Crédit photo Guillaume Le Nagard

Après avoir fait face aux urgences - retraite des cadres et fermeture des régimes aux engagements trop lourds -, les entreprises considèrent désormais les populations moins «sensibles» vis-à-vis de la retraite, comme les jeunes et les non-cadres. Et élaborent des politiques globales pour accompagner tous leurs salariés.

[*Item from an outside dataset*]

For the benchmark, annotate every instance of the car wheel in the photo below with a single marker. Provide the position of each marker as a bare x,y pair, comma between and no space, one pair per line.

Place aux jeunes ? Après s'être efforcées de parer à l'urgence, notamment pour les cadres, beaucoup d'entreprises affichent une approche de plus en plus prospective des retraites de tous les salariés. L'ensemble des populations sont considérées, y compris les «moins sensibles» face aux enjeux de la retraite : les non-cadres, dont le taux de remplacement (montant de la retraite comparé à celui du dernier salaire) sera moins défavorable que celui des cadres, et les plus jeunes, plus éloignés de la retraite et, jusqu'ici, plus soucieux de pouvoir d'achat immédiat. Or, l'inquiétude travaille maintenant toutes les générations, si l'on en croit le baromètre Ipsos pour l'Union mutualiste retraite, qui révélait, en avril dernier, que 88 % des jeunes actifs de 25 à 35 ans se font du souci pour le montant de leur future retraite. Les trois quarts pensent qu'ils doivent commencer à épargner dès à présent pour disposer d'un niveau de vie suffisant une fois à la retraite. Et ce constat vaut en particulier pour les ouvriers (77 %).

Rôle de l'entreprise

« Après avoir souvent abordé l'enjeu des retraites par les outils d'épargne mis à disposition, et en fonction d'un certain nombre de priorités - la fermeture ou la restriction de régimes à prestations définies, le redimensionnement de régimes à cotisations définies, la question de la retraite des cadres -, les entreprises réfléchissent de plus en plus en termes de politique de retraite, en définissant le rôle qu'elles veulent jouer dans ce domaine », indique Benoît Meyer, responsable du pôle retraite du cabinet d'actuaires Adding.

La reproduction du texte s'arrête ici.